Since there is such diverse disease spectrum accounting for 'ivory vertebra' appearance, exhaustive investigative workup should be undertaken to segregate ominous neoplastic etiologies, which need urgent surgical management and carry poor prognosis, from benign entities which at times can be best managed conservatively with follow-up. MRI has a special role to play in the management of chordoma due to its multiplanar imaging characteristics and excellent contrast resolution. On T1 weighted images chordomas have low to intermediate signal intensity and very high signal intensity on T2 weighted imaging. [1] On both CT scan and MRI, there is contrast enhancement of the mass, similar to the vascular blush being reported on angiography. [1]
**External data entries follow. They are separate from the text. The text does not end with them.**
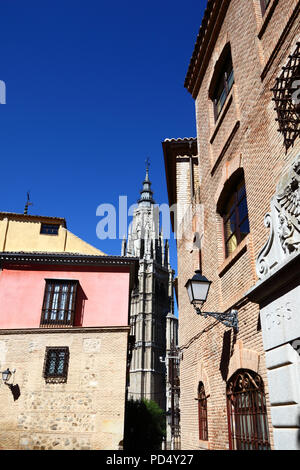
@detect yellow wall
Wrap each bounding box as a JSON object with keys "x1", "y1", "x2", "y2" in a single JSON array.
[{"x1": 0, "y1": 213, "x2": 105, "y2": 255}]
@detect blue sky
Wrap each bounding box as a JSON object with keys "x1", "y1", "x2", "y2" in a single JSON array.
[{"x1": 0, "y1": 0, "x2": 206, "y2": 280}]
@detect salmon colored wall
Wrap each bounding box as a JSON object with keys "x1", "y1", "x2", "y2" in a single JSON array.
[{"x1": 0, "y1": 266, "x2": 129, "y2": 329}]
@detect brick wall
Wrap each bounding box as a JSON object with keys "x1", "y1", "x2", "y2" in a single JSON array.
[{"x1": 177, "y1": 0, "x2": 300, "y2": 449}]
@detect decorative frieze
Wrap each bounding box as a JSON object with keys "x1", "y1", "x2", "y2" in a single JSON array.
[{"x1": 256, "y1": 154, "x2": 300, "y2": 279}]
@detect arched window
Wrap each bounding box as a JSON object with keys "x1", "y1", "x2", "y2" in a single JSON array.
[
  {"x1": 209, "y1": 43, "x2": 234, "y2": 120},
  {"x1": 227, "y1": 369, "x2": 270, "y2": 450},
  {"x1": 198, "y1": 382, "x2": 208, "y2": 441},
  {"x1": 220, "y1": 177, "x2": 250, "y2": 257}
]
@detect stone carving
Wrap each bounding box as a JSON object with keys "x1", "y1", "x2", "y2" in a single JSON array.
[{"x1": 256, "y1": 154, "x2": 300, "y2": 279}]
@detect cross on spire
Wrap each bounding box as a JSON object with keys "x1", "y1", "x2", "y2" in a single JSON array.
[{"x1": 145, "y1": 157, "x2": 150, "y2": 170}]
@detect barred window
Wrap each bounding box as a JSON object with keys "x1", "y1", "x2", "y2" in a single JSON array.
[
  {"x1": 41, "y1": 279, "x2": 78, "y2": 326},
  {"x1": 43, "y1": 347, "x2": 69, "y2": 382},
  {"x1": 41, "y1": 224, "x2": 59, "y2": 235},
  {"x1": 223, "y1": 179, "x2": 250, "y2": 257},
  {"x1": 209, "y1": 44, "x2": 234, "y2": 121},
  {"x1": 198, "y1": 382, "x2": 208, "y2": 441},
  {"x1": 271, "y1": 41, "x2": 300, "y2": 150},
  {"x1": 227, "y1": 369, "x2": 270, "y2": 450}
]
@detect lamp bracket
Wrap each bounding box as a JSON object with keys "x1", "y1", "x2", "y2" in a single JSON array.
[{"x1": 195, "y1": 306, "x2": 239, "y2": 332}]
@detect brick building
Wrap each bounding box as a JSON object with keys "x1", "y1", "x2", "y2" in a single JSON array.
[
  {"x1": 0, "y1": 213, "x2": 138, "y2": 450},
  {"x1": 162, "y1": 0, "x2": 300, "y2": 449}
]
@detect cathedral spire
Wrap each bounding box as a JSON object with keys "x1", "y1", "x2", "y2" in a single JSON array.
[{"x1": 138, "y1": 158, "x2": 155, "y2": 207}]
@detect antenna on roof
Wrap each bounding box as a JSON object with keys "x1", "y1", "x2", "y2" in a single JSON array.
[{"x1": 24, "y1": 191, "x2": 33, "y2": 215}]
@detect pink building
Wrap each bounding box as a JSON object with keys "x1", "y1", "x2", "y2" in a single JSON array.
[{"x1": 0, "y1": 252, "x2": 137, "y2": 449}]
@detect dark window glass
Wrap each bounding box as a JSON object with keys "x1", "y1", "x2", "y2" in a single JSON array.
[
  {"x1": 41, "y1": 224, "x2": 59, "y2": 235},
  {"x1": 198, "y1": 382, "x2": 208, "y2": 441},
  {"x1": 260, "y1": 0, "x2": 271, "y2": 15},
  {"x1": 213, "y1": 54, "x2": 234, "y2": 120},
  {"x1": 44, "y1": 347, "x2": 69, "y2": 382},
  {"x1": 41, "y1": 280, "x2": 78, "y2": 326},
  {"x1": 223, "y1": 180, "x2": 250, "y2": 256},
  {"x1": 227, "y1": 369, "x2": 270, "y2": 450}
]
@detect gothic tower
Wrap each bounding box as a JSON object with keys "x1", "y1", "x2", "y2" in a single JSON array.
[{"x1": 122, "y1": 165, "x2": 174, "y2": 409}]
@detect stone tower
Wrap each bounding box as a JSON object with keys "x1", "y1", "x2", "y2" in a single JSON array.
[{"x1": 122, "y1": 165, "x2": 174, "y2": 409}]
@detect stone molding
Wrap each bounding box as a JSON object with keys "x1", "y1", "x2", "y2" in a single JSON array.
[{"x1": 256, "y1": 154, "x2": 300, "y2": 279}]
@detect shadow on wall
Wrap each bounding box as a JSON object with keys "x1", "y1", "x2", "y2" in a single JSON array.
[
  {"x1": 74, "y1": 284, "x2": 88, "y2": 326},
  {"x1": 123, "y1": 399, "x2": 166, "y2": 452}
]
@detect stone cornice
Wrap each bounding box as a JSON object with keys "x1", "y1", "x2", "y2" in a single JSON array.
[
  {"x1": 0, "y1": 326, "x2": 130, "y2": 335},
  {"x1": 184, "y1": 0, "x2": 230, "y2": 99}
]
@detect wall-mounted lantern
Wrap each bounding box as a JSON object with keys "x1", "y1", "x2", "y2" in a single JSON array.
[{"x1": 185, "y1": 270, "x2": 238, "y2": 332}]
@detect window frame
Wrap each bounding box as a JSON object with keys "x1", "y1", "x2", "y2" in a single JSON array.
[
  {"x1": 226, "y1": 369, "x2": 271, "y2": 450},
  {"x1": 260, "y1": 0, "x2": 271, "y2": 16},
  {"x1": 197, "y1": 382, "x2": 208, "y2": 441},
  {"x1": 212, "y1": 53, "x2": 234, "y2": 122},
  {"x1": 43, "y1": 346, "x2": 70, "y2": 383},
  {"x1": 40, "y1": 279, "x2": 79, "y2": 328},
  {"x1": 222, "y1": 178, "x2": 250, "y2": 258},
  {"x1": 40, "y1": 222, "x2": 60, "y2": 236}
]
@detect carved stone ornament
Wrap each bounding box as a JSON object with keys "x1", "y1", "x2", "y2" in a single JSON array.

Imaging modalities like CT scan and MRI help in delineating the exact extent of the tumor, local invasion and any systemic metastases and thus help in planning the surgery as well as defining the exact port for the adjuvant radiotherapy.


1Murphey MD, Andrews CL, Flemming DJ, Temple HT, Smith WS, Smirniotopoulos JG. From the archives of the AFIP: Primary tumors of the spine: Radiologic pathologic correlation. Radiographics 1996;16:1131-58.
2Firooznia H, Pinto RS, Lin JP, Baruch HH, Zausner J. Chordoma: Radiologic evaluation of 20 cases. AJR 1976;127:797-805.
3Graham TS. The ivory vertebra sign. Radiology 2005;235:614-5.
4Carpineta L, Gagne M. The ivory vertebra: An approach to investigation and management based on two case studies. Spine 2002;27:E242-7.
5de Bruine FT, Kroon HM. Spinal chordoma: Radiologic features in 14 cases. AJR 1988;150:861-3.